A painting from the same series was the subject of recent controversy.

Andy Warhol, Triple Elvis [Ferus Type] (1963), similar to the one at SFMOMA sold for $81.9 million (estimate in the region of $70 million). Courtesy of Christie's.

The new SFMOMA, with its ambitious $300 million expansion, has been open for barely two weeks, but apparently that’s long enough to fall victim to a freak accident. A museumgoer tripped and hit the surface of Andy Warhol’s 1963 Triple Elvis [Ferus Type] painting on June 2 while visiting the new San Francisco museum.

Kron4 reports that the painting was removed from the gallery on Friday morning, and it is currently in the museum’s conservation studio, where it is being thoroughly evaluated.

The painting—one in a series of 22 silkscreens that Warhol did in the 1960s depicting Elvis Presley as a cowboy—belongs to the collection of Doris and Donald Fisher, whose donation of their massive art collection inspired SFMOMA to expand in order to be able accommodate and display the artworks from their trove properly.

The San Francisco Museum of Modern Art. Courtesy the San Francisco Museum of Modern Art, © Henrik Kam.

The San Francisco Museum of Modern Art. Courtesy the San Francisco Museum of Modern Art ©Henrik Kam.

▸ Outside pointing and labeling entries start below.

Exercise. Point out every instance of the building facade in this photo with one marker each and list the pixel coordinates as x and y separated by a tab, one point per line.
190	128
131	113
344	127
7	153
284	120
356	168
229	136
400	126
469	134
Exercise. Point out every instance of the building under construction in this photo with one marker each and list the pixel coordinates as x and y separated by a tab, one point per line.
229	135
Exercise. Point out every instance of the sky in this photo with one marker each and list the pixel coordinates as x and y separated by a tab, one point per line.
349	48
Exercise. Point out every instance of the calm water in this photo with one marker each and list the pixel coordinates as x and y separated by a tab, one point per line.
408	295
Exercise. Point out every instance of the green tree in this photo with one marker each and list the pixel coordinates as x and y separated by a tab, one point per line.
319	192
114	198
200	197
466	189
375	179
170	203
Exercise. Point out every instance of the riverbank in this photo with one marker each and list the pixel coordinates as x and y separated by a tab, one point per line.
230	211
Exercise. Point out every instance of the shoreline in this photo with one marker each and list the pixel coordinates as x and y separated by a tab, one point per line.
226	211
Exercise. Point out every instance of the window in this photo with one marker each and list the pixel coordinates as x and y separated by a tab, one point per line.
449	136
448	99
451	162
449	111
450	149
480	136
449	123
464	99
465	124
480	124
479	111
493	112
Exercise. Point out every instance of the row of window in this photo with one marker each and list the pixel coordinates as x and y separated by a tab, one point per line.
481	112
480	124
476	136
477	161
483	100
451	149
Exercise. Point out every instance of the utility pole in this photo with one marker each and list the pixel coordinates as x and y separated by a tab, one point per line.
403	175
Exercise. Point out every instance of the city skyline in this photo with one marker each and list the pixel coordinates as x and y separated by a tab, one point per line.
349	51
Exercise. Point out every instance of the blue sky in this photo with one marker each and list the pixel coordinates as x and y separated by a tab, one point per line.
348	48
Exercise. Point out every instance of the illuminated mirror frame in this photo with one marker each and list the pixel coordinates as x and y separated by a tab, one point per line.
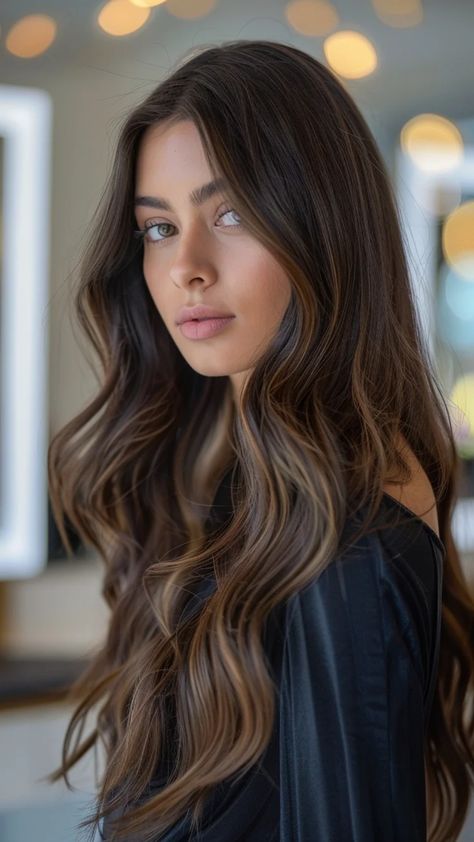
416	191
25	127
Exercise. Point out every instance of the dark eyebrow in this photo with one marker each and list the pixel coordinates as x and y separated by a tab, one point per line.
197	197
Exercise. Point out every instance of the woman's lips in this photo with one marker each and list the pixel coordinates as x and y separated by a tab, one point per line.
204	328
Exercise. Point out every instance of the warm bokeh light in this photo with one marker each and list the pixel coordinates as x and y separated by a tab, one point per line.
31	36
457	240
399	13
147	4
350	54
188	11
120	17
433	142
312	17
463	398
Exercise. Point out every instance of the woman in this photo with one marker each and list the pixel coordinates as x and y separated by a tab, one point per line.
271	485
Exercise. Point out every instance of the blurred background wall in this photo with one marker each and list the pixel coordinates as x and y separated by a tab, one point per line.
409	67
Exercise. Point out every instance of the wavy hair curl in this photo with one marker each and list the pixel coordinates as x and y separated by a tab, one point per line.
314	440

The museum stated it wouldn’t be issuing a press release regarding the incident, but according to Kron4, conservators think the contact between the elbow of the museum goer and the painting was “minimal.”

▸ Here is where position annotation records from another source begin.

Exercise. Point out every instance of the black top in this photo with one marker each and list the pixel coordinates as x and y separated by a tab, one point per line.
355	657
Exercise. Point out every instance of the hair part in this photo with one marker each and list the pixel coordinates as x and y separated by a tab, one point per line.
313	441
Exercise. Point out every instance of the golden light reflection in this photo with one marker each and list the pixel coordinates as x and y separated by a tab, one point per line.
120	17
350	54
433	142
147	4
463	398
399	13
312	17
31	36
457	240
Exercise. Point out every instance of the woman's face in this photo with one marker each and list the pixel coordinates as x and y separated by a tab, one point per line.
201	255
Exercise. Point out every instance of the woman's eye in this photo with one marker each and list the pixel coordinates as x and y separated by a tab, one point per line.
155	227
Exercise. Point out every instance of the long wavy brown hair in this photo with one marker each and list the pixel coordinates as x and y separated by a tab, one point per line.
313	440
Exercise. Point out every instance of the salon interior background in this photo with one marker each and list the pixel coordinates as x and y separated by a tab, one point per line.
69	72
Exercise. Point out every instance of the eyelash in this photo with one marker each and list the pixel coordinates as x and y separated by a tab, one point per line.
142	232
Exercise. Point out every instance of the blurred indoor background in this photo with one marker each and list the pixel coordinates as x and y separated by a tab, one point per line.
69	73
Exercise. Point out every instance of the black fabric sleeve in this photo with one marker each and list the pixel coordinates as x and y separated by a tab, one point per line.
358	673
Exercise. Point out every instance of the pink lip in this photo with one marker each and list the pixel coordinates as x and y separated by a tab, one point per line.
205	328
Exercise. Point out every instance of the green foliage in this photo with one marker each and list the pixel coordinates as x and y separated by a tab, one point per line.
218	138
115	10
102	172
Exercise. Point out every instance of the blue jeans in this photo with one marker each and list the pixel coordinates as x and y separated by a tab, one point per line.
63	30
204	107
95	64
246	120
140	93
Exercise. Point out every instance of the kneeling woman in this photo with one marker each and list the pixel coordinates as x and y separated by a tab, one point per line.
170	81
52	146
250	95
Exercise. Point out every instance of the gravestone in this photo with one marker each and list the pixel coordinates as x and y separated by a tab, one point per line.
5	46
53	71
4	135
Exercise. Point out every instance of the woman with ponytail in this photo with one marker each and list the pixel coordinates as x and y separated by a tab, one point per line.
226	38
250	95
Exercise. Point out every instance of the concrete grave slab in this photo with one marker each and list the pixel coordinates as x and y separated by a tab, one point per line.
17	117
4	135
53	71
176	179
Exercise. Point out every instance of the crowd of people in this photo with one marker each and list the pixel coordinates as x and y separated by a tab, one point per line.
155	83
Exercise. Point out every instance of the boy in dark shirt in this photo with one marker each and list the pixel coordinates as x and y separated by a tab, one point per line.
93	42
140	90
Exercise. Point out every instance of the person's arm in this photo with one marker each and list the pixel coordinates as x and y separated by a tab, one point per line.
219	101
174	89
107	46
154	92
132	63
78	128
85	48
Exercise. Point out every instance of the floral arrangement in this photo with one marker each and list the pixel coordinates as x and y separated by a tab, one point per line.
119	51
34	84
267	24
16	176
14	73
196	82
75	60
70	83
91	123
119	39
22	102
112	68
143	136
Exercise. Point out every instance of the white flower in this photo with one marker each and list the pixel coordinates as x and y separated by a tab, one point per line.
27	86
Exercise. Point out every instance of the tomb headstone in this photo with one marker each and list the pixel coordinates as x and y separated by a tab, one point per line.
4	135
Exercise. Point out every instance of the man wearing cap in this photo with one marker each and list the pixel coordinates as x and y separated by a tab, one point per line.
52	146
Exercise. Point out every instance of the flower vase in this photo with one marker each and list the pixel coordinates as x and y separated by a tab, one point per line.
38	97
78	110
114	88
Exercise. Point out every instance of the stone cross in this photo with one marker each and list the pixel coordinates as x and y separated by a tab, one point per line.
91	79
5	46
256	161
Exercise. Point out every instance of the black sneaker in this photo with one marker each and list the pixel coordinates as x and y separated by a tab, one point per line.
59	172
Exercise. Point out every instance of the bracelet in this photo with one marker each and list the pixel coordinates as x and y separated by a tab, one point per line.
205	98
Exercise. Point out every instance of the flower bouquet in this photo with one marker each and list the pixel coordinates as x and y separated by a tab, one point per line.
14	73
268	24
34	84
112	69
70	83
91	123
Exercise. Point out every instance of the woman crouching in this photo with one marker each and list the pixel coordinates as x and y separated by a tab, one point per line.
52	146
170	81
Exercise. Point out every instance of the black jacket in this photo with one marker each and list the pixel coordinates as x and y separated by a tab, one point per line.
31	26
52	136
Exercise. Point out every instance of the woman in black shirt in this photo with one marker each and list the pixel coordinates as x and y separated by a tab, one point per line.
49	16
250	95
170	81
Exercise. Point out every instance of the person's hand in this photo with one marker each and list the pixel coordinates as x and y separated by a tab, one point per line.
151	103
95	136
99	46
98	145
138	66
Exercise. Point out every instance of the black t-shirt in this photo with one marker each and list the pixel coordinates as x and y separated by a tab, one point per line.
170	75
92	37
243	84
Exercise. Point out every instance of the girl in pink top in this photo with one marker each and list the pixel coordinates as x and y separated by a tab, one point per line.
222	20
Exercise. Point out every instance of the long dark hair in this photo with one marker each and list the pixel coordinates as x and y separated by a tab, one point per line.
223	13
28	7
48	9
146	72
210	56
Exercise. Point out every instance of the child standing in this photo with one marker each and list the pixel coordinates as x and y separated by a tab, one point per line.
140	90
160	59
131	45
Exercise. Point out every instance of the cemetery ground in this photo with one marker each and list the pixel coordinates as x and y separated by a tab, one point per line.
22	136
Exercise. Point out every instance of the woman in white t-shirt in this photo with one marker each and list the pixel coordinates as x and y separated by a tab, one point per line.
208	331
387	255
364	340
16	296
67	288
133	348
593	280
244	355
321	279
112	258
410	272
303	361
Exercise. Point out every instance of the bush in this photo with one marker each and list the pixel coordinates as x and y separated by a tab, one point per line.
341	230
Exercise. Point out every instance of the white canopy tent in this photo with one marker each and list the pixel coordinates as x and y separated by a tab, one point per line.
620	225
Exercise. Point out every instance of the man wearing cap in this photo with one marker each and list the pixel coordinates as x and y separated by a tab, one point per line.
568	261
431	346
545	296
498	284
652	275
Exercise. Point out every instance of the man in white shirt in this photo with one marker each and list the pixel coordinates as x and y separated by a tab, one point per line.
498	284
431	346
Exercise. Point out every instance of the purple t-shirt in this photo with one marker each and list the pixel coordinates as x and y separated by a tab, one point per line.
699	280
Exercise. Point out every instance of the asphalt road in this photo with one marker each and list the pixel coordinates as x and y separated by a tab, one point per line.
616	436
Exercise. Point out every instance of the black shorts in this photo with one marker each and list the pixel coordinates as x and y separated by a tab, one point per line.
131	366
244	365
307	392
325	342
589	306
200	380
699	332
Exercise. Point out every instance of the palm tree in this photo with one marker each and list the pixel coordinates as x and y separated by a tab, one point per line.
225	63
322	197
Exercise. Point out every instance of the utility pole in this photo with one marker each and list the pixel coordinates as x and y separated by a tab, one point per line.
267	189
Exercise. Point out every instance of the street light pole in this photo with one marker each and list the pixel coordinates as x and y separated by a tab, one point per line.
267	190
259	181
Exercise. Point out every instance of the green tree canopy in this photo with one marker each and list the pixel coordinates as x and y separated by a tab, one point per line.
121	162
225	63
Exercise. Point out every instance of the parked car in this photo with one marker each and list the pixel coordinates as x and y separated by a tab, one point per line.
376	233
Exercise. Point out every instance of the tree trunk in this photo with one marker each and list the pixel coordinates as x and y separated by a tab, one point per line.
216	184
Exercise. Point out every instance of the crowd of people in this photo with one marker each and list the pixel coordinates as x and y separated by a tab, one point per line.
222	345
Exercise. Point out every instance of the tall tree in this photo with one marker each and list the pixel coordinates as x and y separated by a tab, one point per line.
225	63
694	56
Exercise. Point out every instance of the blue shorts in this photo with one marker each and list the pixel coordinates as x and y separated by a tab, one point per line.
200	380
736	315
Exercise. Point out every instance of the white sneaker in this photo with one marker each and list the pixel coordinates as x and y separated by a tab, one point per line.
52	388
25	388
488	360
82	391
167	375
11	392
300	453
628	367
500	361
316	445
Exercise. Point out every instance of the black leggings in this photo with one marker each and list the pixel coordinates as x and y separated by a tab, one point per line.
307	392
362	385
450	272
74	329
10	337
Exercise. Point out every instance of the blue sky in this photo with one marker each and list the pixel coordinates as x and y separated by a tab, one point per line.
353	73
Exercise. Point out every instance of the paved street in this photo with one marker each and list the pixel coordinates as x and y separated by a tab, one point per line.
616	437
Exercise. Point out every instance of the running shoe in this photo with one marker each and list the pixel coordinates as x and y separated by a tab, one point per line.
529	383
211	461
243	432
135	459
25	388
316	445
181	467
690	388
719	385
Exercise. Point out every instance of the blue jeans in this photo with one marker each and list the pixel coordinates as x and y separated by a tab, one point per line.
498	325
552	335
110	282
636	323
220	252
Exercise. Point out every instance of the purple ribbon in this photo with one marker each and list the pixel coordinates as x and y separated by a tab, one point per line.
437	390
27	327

The work is similar to one that sold in November 2014 at Christie’s New York for $81.9 million, according to the artnet Price Database. That work came from the state funded collection of North Rhine-Westphalia, and was owned by the German casino conglomerate WestSpiel, a subsidiary of the state bank of North Rhine-Westphalia (NRW Bank), which has been accruing losses for years.

News of the plans to sell this and another work by Warhol sparked a huge backlash in Germany, with 26 German museum directors launching a petition to halt the sale, calling it a “controversial political issue with considerable ripple effect.”

German culture minister, Monika Grütters, replied to the outcry at the time, saying that the works would not be used to pay off the casino’s debt. However, an investigation by the German paper FAZ showed that the proceeds were in fact used to pay off the state-owned casino’s considerable debt despite previous denials.